Montezuma Cruz
CRUZ DAS ALMAS, BA – Zero trigo e acabou. As pessoas têm que compreender as diversas utilizações da mandioca, essa fonte de proteína para os pobres muito estudada pela Embrapa. O dono desse raciocínio é o engenheiro agrônomo Joselito da Silva Mota, que vem conseguindo adeptos nas suas palestras – verdadeira pregação e aula de história – pelo País e até na Europa, graças às pesquisas feitas na Embrapa Mandiocultura e Fruticultura Tropical, neste município do Recôncavo Baiano. Aula de história, porque Mota tira do fundo do baú algo que muitos brasileiros desconhecem: tivemos uma "Constituição da Mandioca", o primeiro projeto constitucional votado em 1823.

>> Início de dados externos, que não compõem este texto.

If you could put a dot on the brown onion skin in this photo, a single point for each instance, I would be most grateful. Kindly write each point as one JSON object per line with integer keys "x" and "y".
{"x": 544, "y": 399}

Não apenas a Amazônia, mas o Brasil precisa resgatar a mandioca. A manifestação foi ouvida pela comitiva do deputado Fernando Melo (PT-AC), durante visita ao laboratório do Centro de Tecnologia em Mandioca, onde se aprende em português, francês e inglês, a fabricação de beijus coloridos e da pizzaioca, a pizza de mandioca. Mota defende a criação de um departamento específico para ela no Ministério da Agricultura. Por enquanto, funciona no ministério a Câmara Setorial da Mandioca. Mesmo fazendo parte da reduzida equipe de 75 pesquisadores do setor, dos quais, apenas 15 se dedicam à cultura, e destes, só dez em tempo integral. "Aqui a gente chuta, defende, ataca, cabeceia e faz gol", resume ele.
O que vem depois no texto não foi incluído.